Dans le texte d’aujourd’hui, nous lisons que Jésus ne voulait pas que les démons témoignent de qui Il est. Pourquoi ne L’aurait-Il pas voulu, si dans ce cas ce qu’ils disent correspond à la vérité et qu’ils se jettent même à Ses pieds ? Jésus est le Fils de Dieu et c’est à Lui que revient l’adoration. Nous aussi, nous pouvons et devons nous prosterner à Ses pieds ! Nous pourrions penser que peu importe qui rend témoignage à Jésus, tant qu’Il est annoncé.

Cependant, les esprits maléfiques ont peur de Jésus et sont contraints de reconnaître Dieu, car Il se tient devant eux en tant que Juge, dans Sa toute-puissance. Ils n’aiment pas Jésus ! Ils ne tombent pas à Ses pieds dans un acte d’amour et d’humilité, mais sont contraints de le faire à cause de la toute-puissance de Dieu. Jésus ne veut pas être annoncé sur ce ton !

C’est le Saint-Esprit qui révèle à nos yeux la véritable image de Dieu, tout comme Jésus nous révèle la bonté du Père. Le Seigneur veut être annoncé dans l’amour et non dans la crainte, et encore moins à la manière des démons !

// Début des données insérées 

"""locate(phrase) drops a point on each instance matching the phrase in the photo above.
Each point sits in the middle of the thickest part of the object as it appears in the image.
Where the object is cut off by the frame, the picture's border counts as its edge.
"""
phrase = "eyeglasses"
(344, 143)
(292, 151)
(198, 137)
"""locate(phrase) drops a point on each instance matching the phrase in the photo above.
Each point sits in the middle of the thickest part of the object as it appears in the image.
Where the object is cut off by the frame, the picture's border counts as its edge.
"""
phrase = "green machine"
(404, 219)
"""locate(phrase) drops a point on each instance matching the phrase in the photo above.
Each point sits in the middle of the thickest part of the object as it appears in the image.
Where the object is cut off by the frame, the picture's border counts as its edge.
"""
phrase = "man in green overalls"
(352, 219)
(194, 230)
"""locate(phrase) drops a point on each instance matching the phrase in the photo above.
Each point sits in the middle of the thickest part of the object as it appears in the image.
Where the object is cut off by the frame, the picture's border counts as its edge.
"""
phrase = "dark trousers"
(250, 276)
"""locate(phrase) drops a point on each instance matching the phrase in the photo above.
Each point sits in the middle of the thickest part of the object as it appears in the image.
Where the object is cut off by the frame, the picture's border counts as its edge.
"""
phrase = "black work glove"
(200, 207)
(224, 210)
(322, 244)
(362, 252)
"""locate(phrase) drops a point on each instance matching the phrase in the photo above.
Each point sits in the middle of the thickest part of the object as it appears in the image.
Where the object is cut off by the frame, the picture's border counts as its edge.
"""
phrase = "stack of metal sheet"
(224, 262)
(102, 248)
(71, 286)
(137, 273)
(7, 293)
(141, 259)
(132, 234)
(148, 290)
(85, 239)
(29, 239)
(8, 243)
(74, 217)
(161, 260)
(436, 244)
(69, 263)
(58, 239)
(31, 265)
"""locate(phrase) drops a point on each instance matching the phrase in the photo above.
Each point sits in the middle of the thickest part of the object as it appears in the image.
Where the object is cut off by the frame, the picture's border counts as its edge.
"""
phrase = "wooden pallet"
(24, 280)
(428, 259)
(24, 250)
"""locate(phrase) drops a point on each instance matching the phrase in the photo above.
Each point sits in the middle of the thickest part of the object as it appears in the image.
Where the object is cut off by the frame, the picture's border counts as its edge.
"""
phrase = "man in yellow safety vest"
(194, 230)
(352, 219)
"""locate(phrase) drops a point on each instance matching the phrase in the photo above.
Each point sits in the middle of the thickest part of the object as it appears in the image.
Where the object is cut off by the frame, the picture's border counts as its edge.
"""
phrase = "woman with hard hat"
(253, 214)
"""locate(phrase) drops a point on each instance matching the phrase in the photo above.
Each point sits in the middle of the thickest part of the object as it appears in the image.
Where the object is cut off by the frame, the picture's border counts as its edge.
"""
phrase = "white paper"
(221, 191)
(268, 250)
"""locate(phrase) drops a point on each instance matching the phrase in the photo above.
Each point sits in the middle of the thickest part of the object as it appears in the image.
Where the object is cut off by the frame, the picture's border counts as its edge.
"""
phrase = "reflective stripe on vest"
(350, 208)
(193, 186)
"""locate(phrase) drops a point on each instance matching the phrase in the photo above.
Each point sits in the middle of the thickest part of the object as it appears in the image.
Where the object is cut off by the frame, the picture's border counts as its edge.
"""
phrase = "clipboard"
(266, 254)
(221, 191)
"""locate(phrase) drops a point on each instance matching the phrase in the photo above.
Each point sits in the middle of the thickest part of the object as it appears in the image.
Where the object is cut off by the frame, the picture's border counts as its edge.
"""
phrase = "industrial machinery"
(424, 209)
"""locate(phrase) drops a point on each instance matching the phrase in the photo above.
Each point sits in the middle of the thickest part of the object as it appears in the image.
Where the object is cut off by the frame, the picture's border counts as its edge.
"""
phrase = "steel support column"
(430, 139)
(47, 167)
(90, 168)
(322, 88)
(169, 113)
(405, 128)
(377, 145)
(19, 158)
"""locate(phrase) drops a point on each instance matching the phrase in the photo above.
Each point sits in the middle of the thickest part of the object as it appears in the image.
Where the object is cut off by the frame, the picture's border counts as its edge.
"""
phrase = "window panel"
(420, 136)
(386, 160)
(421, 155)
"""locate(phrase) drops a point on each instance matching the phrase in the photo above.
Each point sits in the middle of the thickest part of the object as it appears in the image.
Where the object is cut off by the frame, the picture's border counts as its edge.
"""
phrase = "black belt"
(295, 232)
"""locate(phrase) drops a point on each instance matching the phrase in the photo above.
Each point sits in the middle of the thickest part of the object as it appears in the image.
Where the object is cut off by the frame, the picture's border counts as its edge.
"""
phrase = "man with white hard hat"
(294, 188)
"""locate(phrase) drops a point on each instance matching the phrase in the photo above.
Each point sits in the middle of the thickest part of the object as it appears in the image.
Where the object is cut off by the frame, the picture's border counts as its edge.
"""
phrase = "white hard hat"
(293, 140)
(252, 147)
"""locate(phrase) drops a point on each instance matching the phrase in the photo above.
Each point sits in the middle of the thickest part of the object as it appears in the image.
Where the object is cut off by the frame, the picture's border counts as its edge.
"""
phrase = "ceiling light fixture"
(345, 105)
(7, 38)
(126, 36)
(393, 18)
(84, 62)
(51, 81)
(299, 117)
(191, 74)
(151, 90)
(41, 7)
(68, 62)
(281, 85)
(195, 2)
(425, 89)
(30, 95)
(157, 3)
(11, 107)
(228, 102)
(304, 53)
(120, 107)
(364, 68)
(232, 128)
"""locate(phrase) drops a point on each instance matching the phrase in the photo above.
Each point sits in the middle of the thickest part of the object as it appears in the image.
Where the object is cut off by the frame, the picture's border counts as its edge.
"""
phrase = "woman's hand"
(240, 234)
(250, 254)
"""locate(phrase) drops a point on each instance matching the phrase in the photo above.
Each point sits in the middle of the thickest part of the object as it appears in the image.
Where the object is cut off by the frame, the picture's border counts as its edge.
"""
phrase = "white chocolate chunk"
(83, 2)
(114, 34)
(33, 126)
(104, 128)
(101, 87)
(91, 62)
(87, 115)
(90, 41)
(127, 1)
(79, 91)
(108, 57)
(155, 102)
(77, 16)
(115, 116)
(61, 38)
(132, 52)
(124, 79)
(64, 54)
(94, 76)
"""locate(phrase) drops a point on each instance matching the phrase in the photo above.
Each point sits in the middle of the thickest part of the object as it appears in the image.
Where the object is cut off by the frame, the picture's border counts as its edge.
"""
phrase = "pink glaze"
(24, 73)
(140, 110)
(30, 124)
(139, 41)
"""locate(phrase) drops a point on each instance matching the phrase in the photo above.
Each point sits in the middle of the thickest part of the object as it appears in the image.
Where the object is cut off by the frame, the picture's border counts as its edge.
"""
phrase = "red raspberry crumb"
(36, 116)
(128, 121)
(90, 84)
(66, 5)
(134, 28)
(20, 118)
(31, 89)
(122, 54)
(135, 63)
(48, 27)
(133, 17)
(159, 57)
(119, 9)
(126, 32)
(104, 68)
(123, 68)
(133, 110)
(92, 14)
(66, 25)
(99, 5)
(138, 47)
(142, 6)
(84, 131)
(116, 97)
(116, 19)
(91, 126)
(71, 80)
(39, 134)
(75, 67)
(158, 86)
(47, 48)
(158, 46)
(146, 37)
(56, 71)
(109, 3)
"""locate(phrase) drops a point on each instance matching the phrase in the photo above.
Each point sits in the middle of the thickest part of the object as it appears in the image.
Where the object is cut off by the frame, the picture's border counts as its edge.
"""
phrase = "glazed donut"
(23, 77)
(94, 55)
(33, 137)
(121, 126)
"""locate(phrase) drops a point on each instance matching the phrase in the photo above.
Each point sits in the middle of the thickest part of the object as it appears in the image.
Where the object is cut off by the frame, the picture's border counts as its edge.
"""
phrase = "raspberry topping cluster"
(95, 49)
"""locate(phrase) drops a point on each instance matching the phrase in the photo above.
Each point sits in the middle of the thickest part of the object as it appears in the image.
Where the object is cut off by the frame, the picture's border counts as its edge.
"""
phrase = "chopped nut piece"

C’est pourquoi il est essentiel pour nous, les fidèles, de ne pas accorder trop d’importance aux machinations du Diable. Il ne nous transmet pas la véritable image de Dieu, même s’il semble dire la vérité. Ne nous laissons pas fasciner par les ténèbres ! Tournons-nous plutôt vers le Seigneur avec toute notre confiance : « Toi, Seigneur, Tu as pitié de ma fragilité. Je veux témoigner de Toi, de Ta bonté et de Ta miséricorde ».